Estábamos esperando para comprar unos helados cuando lo vi. Su rostro mostraba las marcas de demasiadas peleas: una nariz rota y algunas cicatrices. Tenía la ropa arrugada, pero limpia. Me paré entre él y mis hijos, y usé mi espalda para levantar una pared.

La primera vez que habló, no entendí lo que dijo y simplemente asentí con la cabeza, por cortesía. Casi ni lo miré a los ojos. Como mi esposa no estaba, pensó que era padre soltero, y amablemente dijo: «Es difícil criar hijos solo, ¿no?». Algo en su tono de voz hizo que me diera vuelta para mirarlo.

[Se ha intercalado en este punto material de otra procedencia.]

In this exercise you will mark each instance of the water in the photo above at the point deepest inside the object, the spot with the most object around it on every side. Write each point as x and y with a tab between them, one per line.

Solo entonces, noté que estaba con sus hijos, y me contó que su esposa había muerto hacía mucho tiempo. Sus palabras suaves contrastaban con su tosco aspecto.

¡Fue una lección para mí! De nuevo, no había observado más allá de las apariencias. Jesús también se encontró con personas cuyo aspecto podría haberlo alejado, incluso el endemoniado del que habla el pasaje de hoy (Marcos 5:1-20). Sin embargo, Él veía las necesidades del corazón y las suplía.

Cristo siempre nos mira con amor, aunque tengamos cicatrices del pecado y una naturaleza estropeada que afecta nuestra fidelidad. Quiera Dios ayudarnos a reemplazar nuestra arrogancia con el corazón amoroso del Señor.